İki dünya arasındaki duvarları yıkanlar, yalnızca Anadolu’nun değil, bütün insanlığın geçmişlerinde, geleceklerini görmüşlerdir. Onlar Doğusu, Batısı, Güneyi ve Kuzeyiyle, bütün dünyayı kendileri gibi, önlerine çıkan büyük engelleri aşarak, ölümsüzlük kervanına katılmaya, hayatı yaşanır kılmaya çağırmaktadırlar. Onlar için, düşünce düşünce için değil, düşünce toplum için değil, düşünce insan için değil, düşünce eylem içindir, düşünce iman içindir. Onlar ömürleri boyunca, bütün alanlarıyla edebiyatı, bütün alanlarıyla medeniyeti, Allah’ın sevgisini kazanma eylemi olarak görmüşlerdir.

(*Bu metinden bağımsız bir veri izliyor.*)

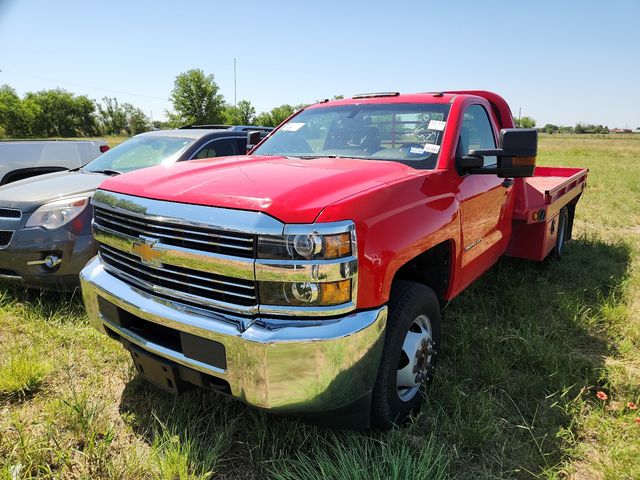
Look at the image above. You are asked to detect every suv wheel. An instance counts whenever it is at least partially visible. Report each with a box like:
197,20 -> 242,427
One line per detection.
371,280 -> 440,429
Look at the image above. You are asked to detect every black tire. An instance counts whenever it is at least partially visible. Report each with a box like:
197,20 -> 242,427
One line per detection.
553,207 -> 569,260
371,280 -> 441,430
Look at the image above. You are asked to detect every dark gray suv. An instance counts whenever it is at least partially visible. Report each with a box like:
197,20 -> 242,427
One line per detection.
0,126 -> 271,288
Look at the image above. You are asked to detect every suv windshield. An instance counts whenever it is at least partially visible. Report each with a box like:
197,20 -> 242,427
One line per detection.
82,135 -> 195,173
252,103 -> 449,169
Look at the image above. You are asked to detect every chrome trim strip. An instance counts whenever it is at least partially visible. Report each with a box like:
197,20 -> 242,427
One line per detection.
94,210 -> 253,252
102,262 -> 258,315
93,222 -> 255,280
283,220 -> 355,235
101,245 -> 255,290
91,190 -> 284,235
259,302 -> 356,317
0,207 -> 22,222
187,135 -> 243,160
99,251 -> 256,301
102,317 -> 227,378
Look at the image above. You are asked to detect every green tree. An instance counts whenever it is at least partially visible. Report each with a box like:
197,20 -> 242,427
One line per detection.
23,88 -> 97,137
122,103 -> 151,135
167,69 -> 224,125
513,117 -> 536,128
98,97 -> 127,135
0,85 -> 39,137
256,104 -> 304,127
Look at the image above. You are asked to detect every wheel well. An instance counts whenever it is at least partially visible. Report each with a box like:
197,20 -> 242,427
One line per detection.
565,195 -> 580,241
0,167 -> 68,185
393,241 -> 452,302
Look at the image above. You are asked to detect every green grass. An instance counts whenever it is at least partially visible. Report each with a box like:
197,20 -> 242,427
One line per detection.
0,135 -> 640,480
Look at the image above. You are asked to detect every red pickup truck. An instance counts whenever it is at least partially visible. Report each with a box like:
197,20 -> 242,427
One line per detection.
81,91 -> 587,428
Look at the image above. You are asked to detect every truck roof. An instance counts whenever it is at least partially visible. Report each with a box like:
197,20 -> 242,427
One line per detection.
307,90 -> 513,128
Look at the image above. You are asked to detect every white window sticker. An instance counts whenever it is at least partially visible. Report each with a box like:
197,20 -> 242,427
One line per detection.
424,143 -> 440,153
280,122 -> 304,132
427,120 -> 447,131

Doğu’nun Batı’ya yolculuğu, Allah yolunda büyük güçlüklerin, üstesinden gelen peygamberlerle başlamıştır. Onların peşinden giden, çile çekilmeden, zorluklara katlanmadan olgunlaşılmaz diyen, gönül dünyasının zirveleriyle devam etmektedir. Temellerini Gazali, İbn Arabi ve Mevlana’nın attığı dergâh kültürü, iki dünyayı birden aydınlatma gücünü korudukça, insanları değiştirme gücünü de koruyacaktır. Sonsuzluk kervanı, güzellikte yarışanların, ölümsüzlüğe erenlerin, gerçeğin meşalesini elden ele taşıyanların kervanıdır.